For most photos approximately 200 years Historically, convincingly altering a photograph required either a dark room, some experience with Photoshop, or, at a minimum, a steady hand with scissors and glue. OpenAI Tuesday released the tool this reduces the process to typing a sentence.
This isn't the first company to do this. Although OpenAI has since had a conversational image editing model in development. GPT-4o Google will overtake OpenAI in the market in 2024 in March with a publicly available prototype and then refined it into a popular model called Nano Banana image model (and Nano Banana Pro). Enthusiastic response to Google's image editing model in the artificial intelligence community caught the attention of OpenAI.
New OpenAI GPT 1.5 image is an AI-powered image synthesis model that reportedly generates images four times faster than its predecessor and costs about 20 percent less thanks to its API. The model was made available to all ChatGPT users on Tuesday and represents one more step make manipulating photorealistic images a simple process that does not require special visual skills.
“Galactic Queen of the Universe” added a photo of a room with a sofa using GPT Image 1.5 in ChatGPT.
GPT Image 1.5 is notable because it is a “native multimodal” image model, meaning image generation occurs within the same neural network that processes language cues. (In contrast, OT-E 3OpenAI's earlier image generator, previously built into ChatGPT, used a different technique called diffusion to create images.)

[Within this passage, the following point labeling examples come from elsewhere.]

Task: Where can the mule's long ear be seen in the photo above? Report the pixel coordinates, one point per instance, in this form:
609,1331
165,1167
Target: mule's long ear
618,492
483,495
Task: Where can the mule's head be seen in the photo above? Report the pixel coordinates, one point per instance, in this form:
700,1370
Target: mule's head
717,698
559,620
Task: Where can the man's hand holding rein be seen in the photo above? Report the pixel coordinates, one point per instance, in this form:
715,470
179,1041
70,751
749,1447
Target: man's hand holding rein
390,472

This new type of model we coated in more detail in March, treats images and text as the same thing: pieces of data called “tokens” that need to be predicted, patterns that need to be completed. If you upload a photo of your father and type “wear him in a tuxedo to your wedding,” the model will process your words and the image pixels in a single space, and then output new pixels just like the next word in the sentence.

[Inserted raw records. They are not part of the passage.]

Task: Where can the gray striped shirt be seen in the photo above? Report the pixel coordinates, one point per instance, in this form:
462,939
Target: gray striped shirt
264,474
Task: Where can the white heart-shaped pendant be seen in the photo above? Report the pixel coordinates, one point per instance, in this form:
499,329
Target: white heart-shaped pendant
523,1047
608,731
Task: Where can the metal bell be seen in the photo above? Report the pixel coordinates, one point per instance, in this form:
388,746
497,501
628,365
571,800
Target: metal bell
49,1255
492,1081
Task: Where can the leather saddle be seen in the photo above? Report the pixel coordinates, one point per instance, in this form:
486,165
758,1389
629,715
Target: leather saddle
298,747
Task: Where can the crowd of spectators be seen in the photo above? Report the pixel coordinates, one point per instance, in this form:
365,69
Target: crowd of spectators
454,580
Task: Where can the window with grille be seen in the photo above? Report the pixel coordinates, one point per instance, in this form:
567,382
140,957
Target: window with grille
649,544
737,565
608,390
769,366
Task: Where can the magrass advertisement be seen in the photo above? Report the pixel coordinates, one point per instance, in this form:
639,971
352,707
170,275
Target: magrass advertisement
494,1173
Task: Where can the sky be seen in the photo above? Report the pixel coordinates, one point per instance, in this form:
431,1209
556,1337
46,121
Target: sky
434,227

Using this technique, GPT Image 1.5 can more easily alter visual reality than earlier AI image models, changing someone's pose or position, or rendering a scene from a slightly different angle, with varying degrees of success. It can also remove objects, change visual styles, adjust clothing, and refine certain areas while maintaining facial similarities across subsequent changes. You can chat with the AI model about a photo, refine it, and edit it just like you can draft an email in ChatGPT.